There are definitely problems in the protocol, not necessarily in the encryption scheme of the asker.
The protocol allows for replay attacks, i.e. an entity R can capture messages that A sends to B, and then resends the messages without knowing what's in those messages, even though A may not have intended to send those. Then it comes down to what's contained in those messages. For example, let's a A and B are computers and A sends a message to B to reboot, and another entity E captures it. Now, just by replaying the message and observing B's behavior, E can not only cause B to behave the way it wants, it also understands what the message means even though it can't see the contents.

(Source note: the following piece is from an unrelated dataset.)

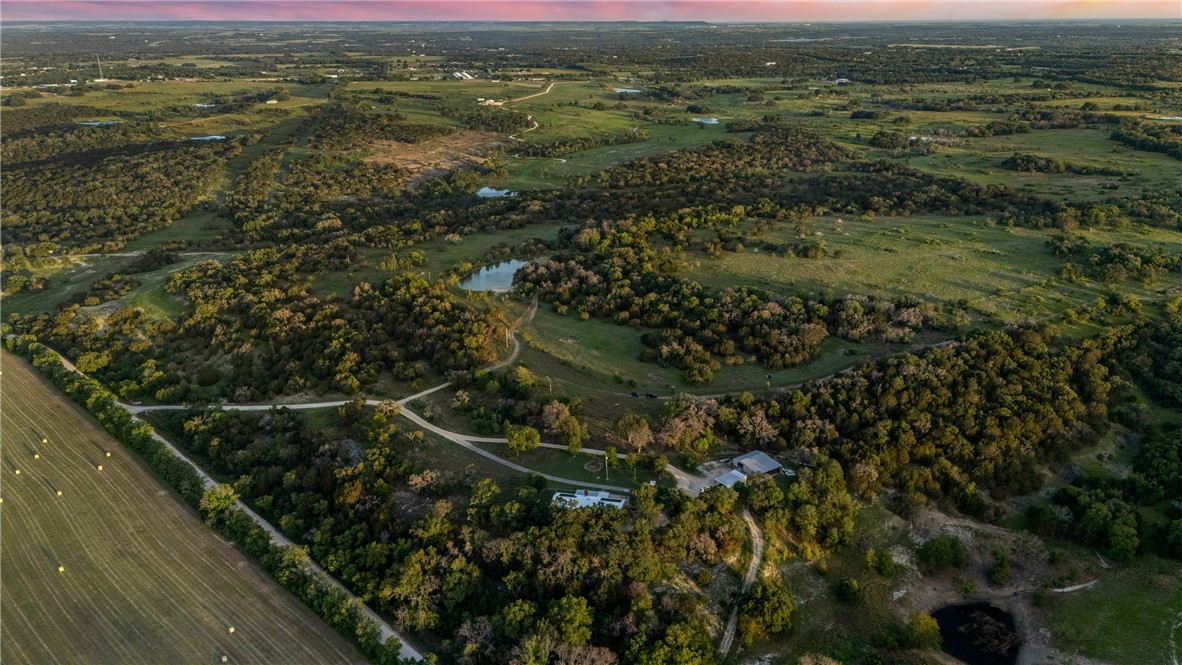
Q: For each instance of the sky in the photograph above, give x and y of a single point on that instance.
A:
(722, 11)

A second type of attack is that another entity M can spoof A and start sending B with a lot of messages. Since B doesn't know whether they are coming from a trusted source, B will attempt to decrypt those messages thus consuming resources. M may no not need as many resources since all M needs to do is create and send random data, but B will start running out of resources, that's a DOS attack.
Another attack involves M capturing the messages that A sends to B and responding with ACK on B's behalf, which it has captured in a previous exchange. B never gets the actual messages and doesn't know that it did not get the message. A never knows that it wasn't B who ACKed the message instead it was E.
There are other more sophisticated attacks that can be constructed in this fashion. The ones I listed here are typically the introductory attacks that are looked at when designing secure protocols.
Security comes with a whole plethora of things, not just encryption. Encryption solves one aspect, albeit the most important one, around security. But in your case, you are also designing a protocol, which is not secure, and thus you might as well use an existing protocol.
That's where security protocols come in which perform appropriate handshakes, authentication (to ensure the other party is the correct one), provide protection against replay attacks etc. Man-in-the-middle attacks could still be a vulnerability (if you don't trust public key infrastructure, that is), although in your case, you can solve that because A and B have a shared secret (In fact, I am assuming that you're starting with shared secret primarily because A and B do not trust anyone else in the world - usually a good reason to have shared secrets.)
Btw, once you have such security protocols, given all the data that they need to send between each other, you will end up with security tokens to ensure that all parties have a mutual understanding of what's contained in it, how it is encoded, etc. (e.g. nonce, keys, encrypted data, digital signature, etc.)
In essence, IMO, you are attempting to create your own security protocol, and as someone already mentioned, you might be better off attempting to start with an existing protocol.